Some thoughts + questions

Question

Some thoughts + questions

TylerYep opened this issue 4 years ago · comments

Hey, thank you so much for writing this implementation up! It is a feature I've wanted to see in pytorch-lightning for a long time but never got the chance to get to it.

In the BatchGradient verifier, we pop the index containing the batch that we are testing for. However, I think it would be preferable to also verify that the gradient of that popped batch is in fact non-zero, since a gradient of all zeros would pass our test but would not train the network at all. My example code is here: verify.py

Finally, in my own projects, I wrote a few other verification functions, but I believe that they are already handled by lightning, could you verify this? I am referring to:

Issuing a warning if train() is turned on but all layers are frozen
Any NaN or INF value is present in gradients or any weights

If I have some spare time I will try testing this code myself, but overall looks really great! 👍

awaelchli · Answer 1 · Mon Sep 07 2020 14:35:47 GMT+0800 (China Standard Time)
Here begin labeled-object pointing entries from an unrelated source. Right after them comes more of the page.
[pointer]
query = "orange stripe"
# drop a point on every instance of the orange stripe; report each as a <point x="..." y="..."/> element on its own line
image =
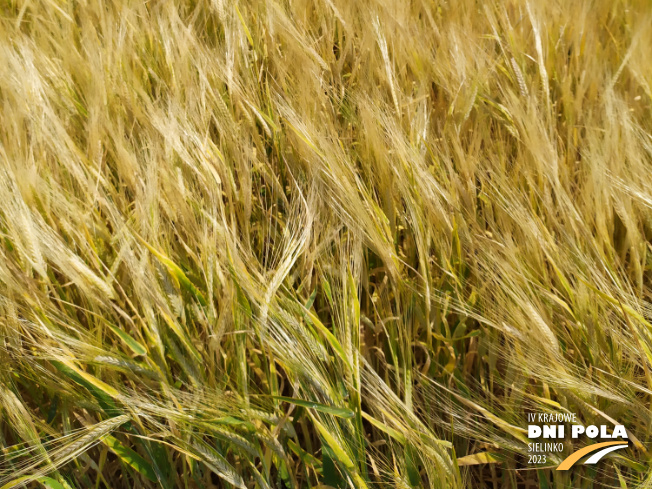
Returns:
<point x="575" y="456"/>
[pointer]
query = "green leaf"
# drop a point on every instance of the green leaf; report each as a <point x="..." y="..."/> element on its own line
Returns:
<point x="46" y="482"/>
<point x="103" y="392"/>
<point x="335" y="411"/>
<point x="131" y="458"/>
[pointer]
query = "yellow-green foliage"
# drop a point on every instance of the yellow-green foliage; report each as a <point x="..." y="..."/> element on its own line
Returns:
<point x="291" y="243"/>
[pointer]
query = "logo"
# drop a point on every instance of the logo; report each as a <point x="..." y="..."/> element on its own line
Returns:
<point x="553" y="428"/>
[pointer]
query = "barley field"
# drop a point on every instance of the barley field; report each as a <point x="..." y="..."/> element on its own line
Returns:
<point x="323" y="244"/>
@TylerYep Thank you very much for the feedback. Saw this message only just now.. sorry!

However, I think it would be preferable to also verify that the gradient of that popped batch is in fact non-zero, since a gradient of all zeros would pass our test but would not train the network at all.

Very good observation, I will include that!
EDIT: done here: 9527fba

Issuing a warning if train() is turned on but all layers are frozen

I am not aware of such a feature in Lightning :)

Any NaN or INF value is present in gradients or any weights

Yes, but one needs to turn it on with a Trainer flag. Searching for these values every iteration can impact performance, so it is not on by default.

awaelchli · Answer 2 · Mon Sep 07 2020 14:37:47 GMT+0800 (China Standard Time)

I also see in your verify.py, you have a function that runs all tests at once, that seems very convenient. 👍